Indonesia berhasil naik menjadi peringkat ke 72 yang sebelumnya peingkat 91 dari 190 negara dalam Doing Business Report 2018. Hal tersebut dikarenakan mudahnya memulai berbisnis dan berinvestasi di Indonesia yang meningkatkan nilai-nilai indikator untuk tolak ukur World Bank. Namun peringkat itu masih amat jauh dari peringkat 1. Indonesia masih dibawah dari negara-negara tetangga, seperti Singapura, Malaysia, Thailand dan juga Vietnam.

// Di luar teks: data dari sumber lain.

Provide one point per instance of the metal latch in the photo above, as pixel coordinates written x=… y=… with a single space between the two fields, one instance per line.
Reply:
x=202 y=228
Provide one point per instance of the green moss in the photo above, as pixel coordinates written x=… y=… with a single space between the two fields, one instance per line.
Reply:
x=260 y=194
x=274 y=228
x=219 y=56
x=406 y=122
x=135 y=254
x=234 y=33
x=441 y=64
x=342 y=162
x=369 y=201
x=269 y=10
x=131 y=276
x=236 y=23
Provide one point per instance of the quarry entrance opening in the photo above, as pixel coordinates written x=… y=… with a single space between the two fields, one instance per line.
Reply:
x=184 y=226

Tetapi kebijakan ini masih dapat dibilang memiliki banyak kekurangan. Perpres ini seharusnya memiliki sinkronisasi atau integritas kepada Direktorat Jenderal Imigrasi dan juga Direktorat Jenderal Pembinaan Penempatan Tenaga Kerja dan Perluasan Kesempatan Kerja yang merupakan tugas dari tiap tiap Direktorat Jenderal.
Salah satu hal yang menjadi pertanyaannya adalah Peraturan Presiden ini hanya memberikan kemudahan terhadap tenaga kerja asing saja. Jika maksud dari Peraturan Presiden ini adalah untuk meningkatkan ekonomi, yang diberikan kemudahan,bukan hanya visa dengan maksud bekerja saja. Namun juga di berikan kepada visa dengan maksud penanam modal. Padahal pada era sekarang ini seharusnya difokuskan untuk menghadapi MEA yang menimbulkan aliran investasi naik. Akibatnya dapat juga mendorong perekonomian Indonesia.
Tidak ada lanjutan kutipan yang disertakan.